Solstice and New 52 Kid Flash in that time travel story from New 52 Teen Titans that made him “Bar Torr” and had her kill a judge to be with him. We haven’t seen her since then, and Bart replaced Bar Torr pretty blatantly without complaints, even as the Young Justice comic failed.
And DC may have intentionally pulled this on New 52 Superboy when they brought back Scott Lobdell to declare him a murderer with Harvest to “make way” for Jonathon Kent.
They definitely tried to make her as a hero radioactive there, but I actually think that her “radioactivity” wound up being almost entirely an enforced status quo by Didio and others; unlike with those New 52 Titans members I mentioned, for whom the final story was more like a last straw for already troubled characters, Cass still had enough creator and fan support to have her turn to evil rejected and even survive further attempts to banish her away from Didio.

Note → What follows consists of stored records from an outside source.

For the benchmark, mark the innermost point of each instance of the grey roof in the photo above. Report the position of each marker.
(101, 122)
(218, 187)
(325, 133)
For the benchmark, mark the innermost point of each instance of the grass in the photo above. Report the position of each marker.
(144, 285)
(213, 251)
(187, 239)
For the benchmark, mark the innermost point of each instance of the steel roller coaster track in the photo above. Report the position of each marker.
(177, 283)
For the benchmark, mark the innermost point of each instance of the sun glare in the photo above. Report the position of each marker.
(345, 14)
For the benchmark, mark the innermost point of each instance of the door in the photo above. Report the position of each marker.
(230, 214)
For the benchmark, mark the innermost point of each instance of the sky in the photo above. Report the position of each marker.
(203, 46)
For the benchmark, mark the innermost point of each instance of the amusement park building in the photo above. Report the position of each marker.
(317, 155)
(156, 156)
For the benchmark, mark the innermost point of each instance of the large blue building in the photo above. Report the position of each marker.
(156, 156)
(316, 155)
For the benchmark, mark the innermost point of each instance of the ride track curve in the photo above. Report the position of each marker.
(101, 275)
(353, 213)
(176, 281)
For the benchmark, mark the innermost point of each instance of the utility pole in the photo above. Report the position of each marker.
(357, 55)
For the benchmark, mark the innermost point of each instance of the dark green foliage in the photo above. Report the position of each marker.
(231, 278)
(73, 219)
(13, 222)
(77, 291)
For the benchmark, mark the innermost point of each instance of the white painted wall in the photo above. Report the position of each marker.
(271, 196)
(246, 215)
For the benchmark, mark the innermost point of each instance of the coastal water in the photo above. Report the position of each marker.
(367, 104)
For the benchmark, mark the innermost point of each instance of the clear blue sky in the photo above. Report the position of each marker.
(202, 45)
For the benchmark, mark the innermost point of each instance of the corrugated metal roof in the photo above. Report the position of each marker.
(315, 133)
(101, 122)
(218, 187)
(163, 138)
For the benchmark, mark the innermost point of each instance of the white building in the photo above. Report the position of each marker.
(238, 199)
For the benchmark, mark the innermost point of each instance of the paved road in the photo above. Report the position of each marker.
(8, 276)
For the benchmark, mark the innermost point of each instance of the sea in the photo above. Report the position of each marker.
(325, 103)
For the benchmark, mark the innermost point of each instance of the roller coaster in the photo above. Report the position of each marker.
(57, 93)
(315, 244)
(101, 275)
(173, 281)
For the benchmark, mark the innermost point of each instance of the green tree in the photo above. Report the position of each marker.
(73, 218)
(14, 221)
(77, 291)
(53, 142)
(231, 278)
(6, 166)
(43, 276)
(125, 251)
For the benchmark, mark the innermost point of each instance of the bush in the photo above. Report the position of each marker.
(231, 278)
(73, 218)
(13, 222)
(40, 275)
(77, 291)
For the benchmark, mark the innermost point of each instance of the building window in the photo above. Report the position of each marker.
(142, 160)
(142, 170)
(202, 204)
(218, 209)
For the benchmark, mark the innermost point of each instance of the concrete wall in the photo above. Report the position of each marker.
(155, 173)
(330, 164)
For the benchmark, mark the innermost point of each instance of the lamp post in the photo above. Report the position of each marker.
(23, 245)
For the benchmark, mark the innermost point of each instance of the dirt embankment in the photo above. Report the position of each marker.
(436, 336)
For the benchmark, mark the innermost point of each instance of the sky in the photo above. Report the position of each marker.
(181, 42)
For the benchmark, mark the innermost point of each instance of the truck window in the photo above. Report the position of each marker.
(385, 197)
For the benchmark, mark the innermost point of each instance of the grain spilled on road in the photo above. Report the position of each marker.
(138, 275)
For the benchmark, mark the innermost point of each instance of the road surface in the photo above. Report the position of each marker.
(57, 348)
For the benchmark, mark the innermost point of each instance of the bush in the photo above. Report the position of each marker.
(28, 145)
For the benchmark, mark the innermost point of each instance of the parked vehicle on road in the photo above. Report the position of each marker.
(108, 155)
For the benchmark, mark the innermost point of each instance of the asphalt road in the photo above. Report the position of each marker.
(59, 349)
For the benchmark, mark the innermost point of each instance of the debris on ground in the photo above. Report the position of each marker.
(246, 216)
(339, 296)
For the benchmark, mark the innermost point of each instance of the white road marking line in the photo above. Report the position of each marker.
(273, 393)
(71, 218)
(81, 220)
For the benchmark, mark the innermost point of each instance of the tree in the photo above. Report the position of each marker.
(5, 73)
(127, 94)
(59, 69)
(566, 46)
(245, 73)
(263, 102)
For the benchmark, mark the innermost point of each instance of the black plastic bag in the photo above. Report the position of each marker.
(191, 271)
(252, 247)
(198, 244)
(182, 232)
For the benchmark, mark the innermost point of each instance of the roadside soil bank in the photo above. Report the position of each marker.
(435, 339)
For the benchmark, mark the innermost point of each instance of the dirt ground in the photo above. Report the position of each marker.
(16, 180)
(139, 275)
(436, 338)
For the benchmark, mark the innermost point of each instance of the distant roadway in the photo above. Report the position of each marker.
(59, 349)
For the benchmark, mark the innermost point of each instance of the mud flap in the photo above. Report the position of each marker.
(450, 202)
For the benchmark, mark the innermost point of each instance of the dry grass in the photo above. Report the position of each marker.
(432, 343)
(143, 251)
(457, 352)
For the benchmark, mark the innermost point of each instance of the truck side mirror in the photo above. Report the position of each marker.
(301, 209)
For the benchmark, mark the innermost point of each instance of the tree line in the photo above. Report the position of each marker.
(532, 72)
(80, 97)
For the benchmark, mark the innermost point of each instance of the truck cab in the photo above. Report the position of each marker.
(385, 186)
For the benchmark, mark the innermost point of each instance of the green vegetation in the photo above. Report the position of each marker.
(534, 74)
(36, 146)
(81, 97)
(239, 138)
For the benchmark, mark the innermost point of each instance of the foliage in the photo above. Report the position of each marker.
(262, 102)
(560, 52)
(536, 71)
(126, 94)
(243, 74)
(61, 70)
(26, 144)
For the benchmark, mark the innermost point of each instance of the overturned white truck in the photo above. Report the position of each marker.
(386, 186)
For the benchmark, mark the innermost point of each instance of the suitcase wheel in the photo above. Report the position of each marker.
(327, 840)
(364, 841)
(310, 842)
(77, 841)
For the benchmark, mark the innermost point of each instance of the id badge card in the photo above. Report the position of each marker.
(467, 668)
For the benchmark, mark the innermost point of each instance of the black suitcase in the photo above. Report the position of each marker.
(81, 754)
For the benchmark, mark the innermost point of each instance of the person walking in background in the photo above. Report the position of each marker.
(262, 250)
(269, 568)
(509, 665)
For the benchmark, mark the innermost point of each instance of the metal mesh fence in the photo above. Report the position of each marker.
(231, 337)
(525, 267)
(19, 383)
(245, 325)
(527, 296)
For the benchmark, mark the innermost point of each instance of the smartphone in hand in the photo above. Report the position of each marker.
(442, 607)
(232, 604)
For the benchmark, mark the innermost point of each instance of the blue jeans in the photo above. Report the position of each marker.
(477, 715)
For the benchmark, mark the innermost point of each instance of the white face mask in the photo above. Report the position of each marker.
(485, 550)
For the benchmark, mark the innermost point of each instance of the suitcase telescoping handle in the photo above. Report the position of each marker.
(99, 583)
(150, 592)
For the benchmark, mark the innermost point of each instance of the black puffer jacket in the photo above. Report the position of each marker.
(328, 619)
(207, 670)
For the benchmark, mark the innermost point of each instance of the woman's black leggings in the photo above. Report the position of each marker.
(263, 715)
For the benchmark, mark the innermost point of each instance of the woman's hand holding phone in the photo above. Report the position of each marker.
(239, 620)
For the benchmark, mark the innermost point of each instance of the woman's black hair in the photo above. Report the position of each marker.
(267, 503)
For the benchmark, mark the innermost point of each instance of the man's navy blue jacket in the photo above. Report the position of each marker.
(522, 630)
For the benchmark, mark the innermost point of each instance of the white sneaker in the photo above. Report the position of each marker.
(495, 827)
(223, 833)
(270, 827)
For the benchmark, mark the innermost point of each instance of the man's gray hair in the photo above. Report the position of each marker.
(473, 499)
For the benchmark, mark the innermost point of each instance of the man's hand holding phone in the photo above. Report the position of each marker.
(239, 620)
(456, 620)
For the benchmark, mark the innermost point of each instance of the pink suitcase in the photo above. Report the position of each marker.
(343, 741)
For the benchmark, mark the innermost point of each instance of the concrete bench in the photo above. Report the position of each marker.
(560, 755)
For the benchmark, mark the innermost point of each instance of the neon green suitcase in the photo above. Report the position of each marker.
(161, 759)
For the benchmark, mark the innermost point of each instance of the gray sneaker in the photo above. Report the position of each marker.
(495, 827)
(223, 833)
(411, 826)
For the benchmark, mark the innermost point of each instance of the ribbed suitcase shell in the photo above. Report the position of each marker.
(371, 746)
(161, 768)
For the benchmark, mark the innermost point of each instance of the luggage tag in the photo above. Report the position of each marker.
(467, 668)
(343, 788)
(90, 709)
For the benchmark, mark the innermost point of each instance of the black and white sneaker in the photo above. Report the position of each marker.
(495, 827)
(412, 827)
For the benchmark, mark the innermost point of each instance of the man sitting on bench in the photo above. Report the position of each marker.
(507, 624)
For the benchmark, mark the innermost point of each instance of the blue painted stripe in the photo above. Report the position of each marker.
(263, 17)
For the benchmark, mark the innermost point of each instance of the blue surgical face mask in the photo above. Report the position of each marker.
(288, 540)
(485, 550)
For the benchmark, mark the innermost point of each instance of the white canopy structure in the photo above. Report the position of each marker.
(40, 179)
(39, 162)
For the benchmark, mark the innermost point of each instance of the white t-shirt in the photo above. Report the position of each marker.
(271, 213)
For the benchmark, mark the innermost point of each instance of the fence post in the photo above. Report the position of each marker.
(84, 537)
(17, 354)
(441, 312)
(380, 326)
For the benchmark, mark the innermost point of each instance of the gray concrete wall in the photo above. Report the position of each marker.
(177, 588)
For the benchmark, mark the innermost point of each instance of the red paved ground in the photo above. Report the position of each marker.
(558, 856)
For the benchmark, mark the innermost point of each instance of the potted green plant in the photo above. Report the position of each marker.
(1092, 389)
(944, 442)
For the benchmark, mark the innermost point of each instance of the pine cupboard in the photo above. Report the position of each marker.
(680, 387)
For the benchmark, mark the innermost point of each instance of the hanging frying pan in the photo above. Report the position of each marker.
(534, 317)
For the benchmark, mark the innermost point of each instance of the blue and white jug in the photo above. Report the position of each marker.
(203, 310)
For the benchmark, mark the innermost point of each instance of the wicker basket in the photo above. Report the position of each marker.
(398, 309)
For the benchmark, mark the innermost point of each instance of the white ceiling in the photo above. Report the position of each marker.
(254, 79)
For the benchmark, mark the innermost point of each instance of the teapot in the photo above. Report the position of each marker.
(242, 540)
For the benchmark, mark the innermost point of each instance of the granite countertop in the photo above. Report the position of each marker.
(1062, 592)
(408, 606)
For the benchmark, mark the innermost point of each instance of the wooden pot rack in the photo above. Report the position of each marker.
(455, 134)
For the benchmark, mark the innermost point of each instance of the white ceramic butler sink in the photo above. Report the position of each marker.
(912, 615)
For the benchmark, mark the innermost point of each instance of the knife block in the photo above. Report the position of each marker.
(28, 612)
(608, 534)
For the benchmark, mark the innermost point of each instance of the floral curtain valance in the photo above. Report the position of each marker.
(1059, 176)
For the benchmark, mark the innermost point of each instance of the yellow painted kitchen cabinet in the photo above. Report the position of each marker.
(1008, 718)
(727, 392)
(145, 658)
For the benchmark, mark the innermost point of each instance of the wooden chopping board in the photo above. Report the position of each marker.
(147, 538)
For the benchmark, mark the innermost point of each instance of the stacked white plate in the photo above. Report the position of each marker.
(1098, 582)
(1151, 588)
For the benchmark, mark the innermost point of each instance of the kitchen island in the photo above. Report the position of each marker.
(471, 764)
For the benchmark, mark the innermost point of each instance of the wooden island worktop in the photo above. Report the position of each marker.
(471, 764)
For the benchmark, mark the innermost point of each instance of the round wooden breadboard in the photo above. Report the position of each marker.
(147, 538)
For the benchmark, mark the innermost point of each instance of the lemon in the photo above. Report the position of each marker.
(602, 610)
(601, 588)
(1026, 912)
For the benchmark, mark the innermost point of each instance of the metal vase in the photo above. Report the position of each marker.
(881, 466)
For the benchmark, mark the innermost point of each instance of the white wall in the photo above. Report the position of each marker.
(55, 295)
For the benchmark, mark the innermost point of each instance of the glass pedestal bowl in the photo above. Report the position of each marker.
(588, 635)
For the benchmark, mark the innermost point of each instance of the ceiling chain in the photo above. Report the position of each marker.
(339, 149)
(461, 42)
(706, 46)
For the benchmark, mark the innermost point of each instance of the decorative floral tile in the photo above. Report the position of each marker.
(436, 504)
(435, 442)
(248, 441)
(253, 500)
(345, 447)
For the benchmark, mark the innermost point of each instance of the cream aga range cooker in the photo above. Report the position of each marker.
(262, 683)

I mean, didn’t we have it confirmed that DC editorial themselves labeled her and Steph radioactive in the early days of the New 52 even though guys like Scott Snyder and Grant Morrison were 100% willing to still use them?
Don’t get me wrong; Beecher certainly did his best to make her radioactive. I just think it speaks to how roundly his story was rejected and how strong her brand still was that her radio activity was still more the result of Didio and others going out fo their way to enforce it.
Like action, adventure, rogues, and outlaws? Like anti-heroes, femme fatales, mysteries and thrillers?
I wrote a book with them. Outlaw’s Shadow: A Sherwood Noir. Robin Hood’s evil counterpart, Guy of Gisbourne, is the main character. Feel free to give it a look: https://read.amazon.com/kp/embed?asi...E2PKBNJFH76GQP
Infinite Crisis and both Superboy Prime and E-2 Superman. Will never forgive Johns for this.
Assassinate Putin!
Maybe I'm in the minority on this one, but I never really had an issue with Superboy Prime or E2 Superman turning "evil". Really, they just wanted to go home. Superboy going full psycho was a little off, but he kinda worked as the "Jason Todd" of the Superman mythos. However, E2 Superman's death was in bad taste.
On another note, I still don't know why Dr. Light or Sue needed to be dragged through the mud in Identity Crisis (or why it needed to have such a controversial plot). They could have used blanks to fill those roles, but they decided on established niche characters—bad move.
Last edited by Citizen Kane; 07-29-2021 at 03:54 PM.
Was Firestorm ever radioactive? And I don't mean literally.